• lsmith 90637 (1/16/2015)


    A word of caution regarding CTEs.

    I have run into problem with using CTE's against very large tables, especially in the 2008 line of SQL Servers, where the can CTE causes something approaching vapor lock. It gets worse with nested CTE's, in that the execution and re-execution of the queries inside CTE's must be re-executed every time they are referenced. The symptom when seen with SP_WHO2 is the query fails to progress for many minutes, even hours. It consumes CPU, and blows out to a large number of parallelized executions.

    Refactoring the same query to replace the CTE with a derived table or dumping the CTE results to a #temp table first, restore the query to sub-minute performance.

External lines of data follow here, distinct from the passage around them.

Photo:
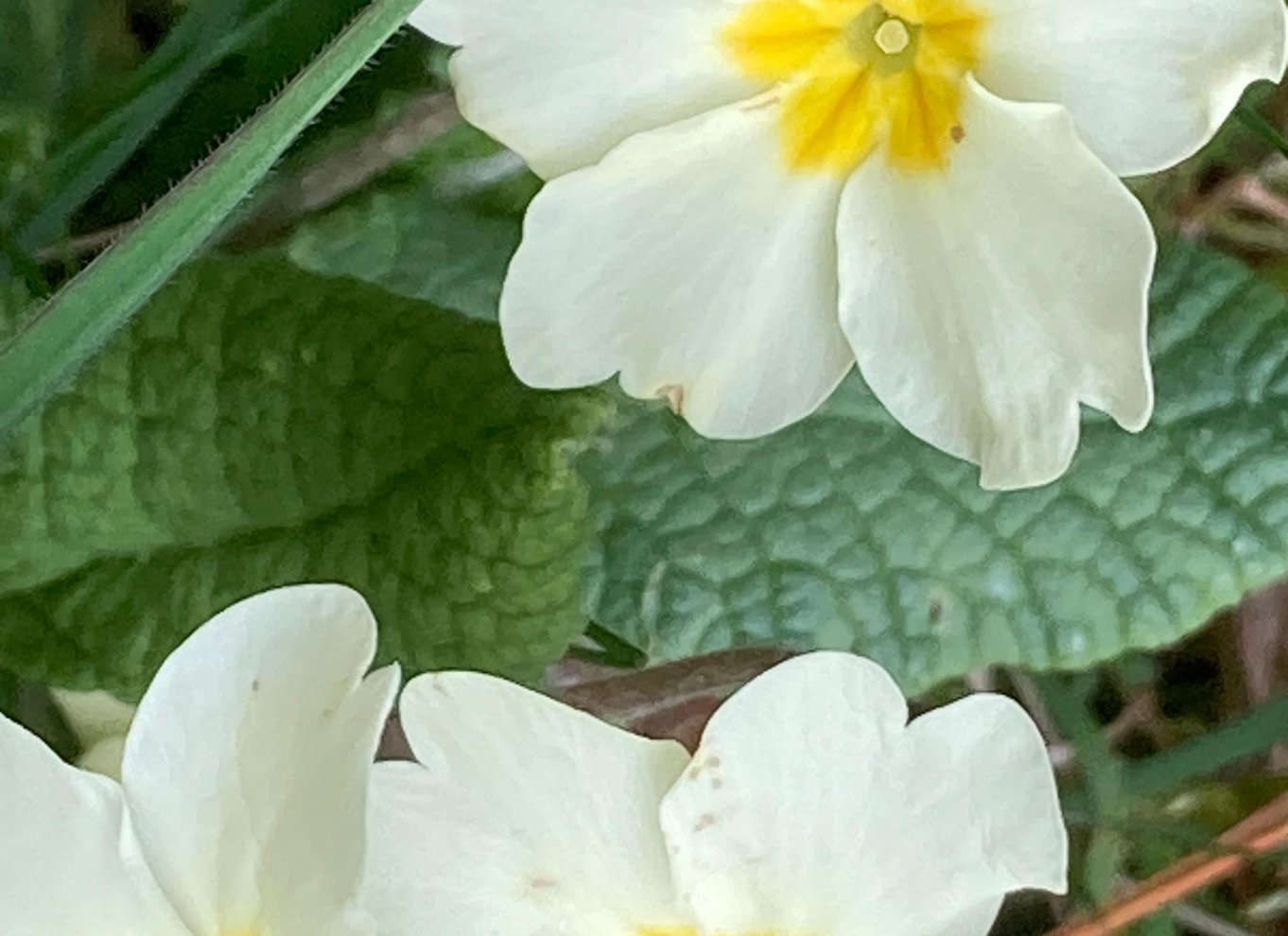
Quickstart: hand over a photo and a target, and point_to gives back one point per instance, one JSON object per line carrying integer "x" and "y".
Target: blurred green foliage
{"x": 324, "y": 395}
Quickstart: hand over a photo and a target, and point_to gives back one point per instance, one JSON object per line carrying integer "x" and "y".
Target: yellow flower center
{"x": 860, "y": 75}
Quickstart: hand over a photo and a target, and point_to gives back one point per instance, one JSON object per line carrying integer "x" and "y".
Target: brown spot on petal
{"x": 674, "y": 397}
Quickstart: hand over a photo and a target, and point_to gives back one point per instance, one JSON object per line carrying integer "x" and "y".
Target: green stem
{"x": 96, "y": 304}
{"x": 1262, "y": 128}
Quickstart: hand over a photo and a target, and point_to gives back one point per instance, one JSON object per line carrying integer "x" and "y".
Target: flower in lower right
{"x": 811, "y": 807}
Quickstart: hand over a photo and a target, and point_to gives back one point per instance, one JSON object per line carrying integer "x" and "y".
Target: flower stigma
{"x": 893, "y": 36}
{"x": 857, "y": 77}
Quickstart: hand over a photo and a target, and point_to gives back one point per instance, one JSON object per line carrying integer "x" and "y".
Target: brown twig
{"x": 1262, "y": 832}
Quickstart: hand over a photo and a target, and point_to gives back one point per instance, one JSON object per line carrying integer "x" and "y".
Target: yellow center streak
{"x": 861, "y": 77}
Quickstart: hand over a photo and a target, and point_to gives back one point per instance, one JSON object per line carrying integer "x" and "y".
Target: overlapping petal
{"x": 694, "y": 263}
{"x": 70, "y": 863}
{"x": 1148, "y": 81}
{"x": 984, "y": 304}
{"x": 811, "y": 807}
{"x": 523, "y": 818}
{"x": 246, "y": 768}
{"x": 563, "y": 81}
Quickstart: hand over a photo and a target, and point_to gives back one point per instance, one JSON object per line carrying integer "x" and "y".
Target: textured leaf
{"x": 846, "y": 532}
{"x": 416, "y": 245}
{"x": 258, "y": 425}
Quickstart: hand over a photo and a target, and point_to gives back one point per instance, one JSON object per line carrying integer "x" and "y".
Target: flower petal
{"x": 565, "y": 81}
{"x": 1148, "y": 81}
{"x": 248, "y": 764}
{"x": 810, "y": 807}
{"x": 527, "y": 818}
{"x": 985, "y": 303}
{"x": 698, "y": 266}
{"x": 68, "y": 864}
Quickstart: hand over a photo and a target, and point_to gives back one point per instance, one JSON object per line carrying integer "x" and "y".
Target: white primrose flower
{"x": 811, "y": 807}
{"x": 749, "y": 196}
{"x": 241, "y": 810}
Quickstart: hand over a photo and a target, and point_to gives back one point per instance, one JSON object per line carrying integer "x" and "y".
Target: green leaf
{"x": 416, "y": 245}
{"x": 846, "y": 532}
{"x": 77, "y": 322}
{"x": 258, "y": 425}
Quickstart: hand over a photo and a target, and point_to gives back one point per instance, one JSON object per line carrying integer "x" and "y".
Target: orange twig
{"x": 1263, "y": 831}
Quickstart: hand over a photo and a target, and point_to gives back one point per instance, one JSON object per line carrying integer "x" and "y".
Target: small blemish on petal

    It seems that there may have been a defect in 2008R2 that was resolved in 2012. In other words, we could readily reproduce in 2008R2 but not in 2012.

    We've removed all use of CTE from our code, except for recursive queries. Even there, we dump the results to a #temp table and use the #temp thereafter.

    Sledge hammer to swat a fly.

    CTEs are not the problem here. After all they are nothing more than an alternate way to write subqueries (except for recursive CTEs). Use them to make your code neater.

    It is true though that in some cases you get better performance with named temp tables. As always, it depends.